16

7 2 11
                                    

22 April,

Tya kembali menghela napas, semalam dia terlalu asik membaca setengah buku diary Ira sampai lupa harus mencatat petunjuk-petunjuk yang ada. Pagi tadi, Tya kembali membacanya dari halaman pertama dan pada pukul tujuh malam ini, Tya sudah hampir menyelesaikan buku kedua.

"Kenapa ada kucing aneh ini dan siapa pelaku yang memukuli temannya? Ah, Ira, kamu menulis hal-hal yang membingungkan." Tya menaruh penanya, ingin istirahat sebentar dari membaca diary Ira yang penuh kata-kata membingungkan.

Tya sudah gemas sendiri daritadi, orang-orang yang disebut oleh Ira di diary-nya tidak memiliki nama, Ira seperti sengaja tidak membongkar identitas mereka selain cerita dari perspektifnya.

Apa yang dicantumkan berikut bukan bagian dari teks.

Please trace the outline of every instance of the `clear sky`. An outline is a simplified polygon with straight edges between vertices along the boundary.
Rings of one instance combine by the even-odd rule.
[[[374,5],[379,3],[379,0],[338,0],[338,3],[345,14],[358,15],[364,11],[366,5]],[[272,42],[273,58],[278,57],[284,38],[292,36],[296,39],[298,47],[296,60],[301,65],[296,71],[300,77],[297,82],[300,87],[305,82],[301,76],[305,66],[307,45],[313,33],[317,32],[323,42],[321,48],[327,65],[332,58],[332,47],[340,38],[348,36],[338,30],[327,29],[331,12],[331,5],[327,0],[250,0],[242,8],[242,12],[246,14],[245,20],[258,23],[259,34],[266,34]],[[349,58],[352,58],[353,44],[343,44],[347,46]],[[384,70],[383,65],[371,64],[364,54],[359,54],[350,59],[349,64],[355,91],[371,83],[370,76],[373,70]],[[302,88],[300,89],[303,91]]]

Kalau Ira menulis nama orang-orang itu, maka dia tidak akan pusing begini mencoba menerka-nerka. Dan, tentu saja pencarian Ira akan lebih mudah.

Bahkan Tya sempat membuat tabel di buku catatannya, menaruh semua ciri-ciri orang yang ada di diary Ira dan mencoba membuat kesimpulan. Sudah ada tiga orang yang berhasil diidentifikasi, seekor kucing yang nampaknya bisa berbicara, penjaga perpustakaan, dan pelaku yang memukuli teman SD Ira.

Namun, Tya menyerah di tengah jalan. Terlalu sulit untuk membuat data orang-orang yang ada di diary Ira sebelum membaca semuanya. Jadi, Tya memutuskan untuk membaca dan mengumpulkan petunjuk dulu sebelum membuat kesimpulan.

Tya kembali meraih penanya, siap membaca lanjutan dari diary Ira.

.

.

"Jelaga, 18 Juli.

Hari pertamaku bersekolah di SMA Tirta! Aku berhasil mencapai keinginanku untuk diterima di sekolah yang dekat dengan rumah Bibi, hanya perlu naik bus dan melewati dua halte saja aku sudah sampai.

MOS yang diadakan hari ini seru sekali, tapi hanya sampai aku bertemu dengan anak itu. Si biang kerok yang dulu pernah memukuli teman SD-ku.

Dia membisikkan ancaman kepadaku, "Diamlah dan jangan ganggu aku selama bersekolah disini, maka aku tidak akan mengganggu kehidupanmu."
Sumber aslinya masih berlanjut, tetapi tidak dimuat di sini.